The history of Irish-language publication in the nineteenth century is marked by the varying successes of learned societies and religious bodies, and of enterprising individuals throughout the country. The latter is typified by the efforts of people such as Padraig Denn, James Scurry, Thomas Swanton, Richard D'Alton and Conchubhar Mac Suibhne, while others such as Robert MacAdam, Philip Barron and John O'Daly were enabled, through personal resources and business acumen, to operate on somewhat larger scales. Both organisations and individuals fed off the Irish manuscript tradition and off some of its remaining exponents, and, in their publications, largely reflected the continuity of emphasis, from script to print, on productions in the literary language.
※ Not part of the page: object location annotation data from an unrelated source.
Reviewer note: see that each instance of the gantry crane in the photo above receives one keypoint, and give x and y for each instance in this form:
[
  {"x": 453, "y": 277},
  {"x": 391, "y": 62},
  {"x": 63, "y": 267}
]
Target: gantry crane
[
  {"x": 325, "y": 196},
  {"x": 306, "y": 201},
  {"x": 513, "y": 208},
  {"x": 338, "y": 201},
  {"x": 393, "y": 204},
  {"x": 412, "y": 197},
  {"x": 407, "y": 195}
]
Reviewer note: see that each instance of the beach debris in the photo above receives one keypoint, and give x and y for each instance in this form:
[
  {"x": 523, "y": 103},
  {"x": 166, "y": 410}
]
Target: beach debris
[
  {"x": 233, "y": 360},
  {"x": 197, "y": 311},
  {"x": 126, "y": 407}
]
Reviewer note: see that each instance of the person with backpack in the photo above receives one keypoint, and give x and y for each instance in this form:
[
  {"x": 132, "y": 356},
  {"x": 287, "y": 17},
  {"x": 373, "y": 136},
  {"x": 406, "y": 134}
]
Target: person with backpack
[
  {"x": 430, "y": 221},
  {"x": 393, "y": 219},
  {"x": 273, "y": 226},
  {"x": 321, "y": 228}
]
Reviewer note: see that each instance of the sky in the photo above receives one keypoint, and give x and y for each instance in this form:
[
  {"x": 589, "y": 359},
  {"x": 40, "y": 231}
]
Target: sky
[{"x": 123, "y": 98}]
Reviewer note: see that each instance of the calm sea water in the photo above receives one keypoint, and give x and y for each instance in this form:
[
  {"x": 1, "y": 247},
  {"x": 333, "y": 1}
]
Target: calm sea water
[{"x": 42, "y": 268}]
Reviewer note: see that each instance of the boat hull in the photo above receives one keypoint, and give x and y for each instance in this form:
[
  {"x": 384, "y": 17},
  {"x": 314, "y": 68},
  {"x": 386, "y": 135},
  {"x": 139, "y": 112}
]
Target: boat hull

One of the more enigmatic of the societies was the Dr Keating Society, founded in Co. Waterford in 1861. Though planned on an ambitious scale, and modelled in its organisation on the Ossianic Society, it was to prove a disappointment to those involved. Lack of editorial clarity and methodology was compounded by health problems that afflicted the prime mover of the Society, Fr Patrick Meany (1816-89). At the time of its foundation Fr Meany was a curate in the parish of Clonea (Power) and Rathgormack, Co. Waterford. The origins of the Society are revealed in a letter written from the priests' residence at Baliyknock1 by Fr Meany to William Smith O'Brien, 4 September 1860.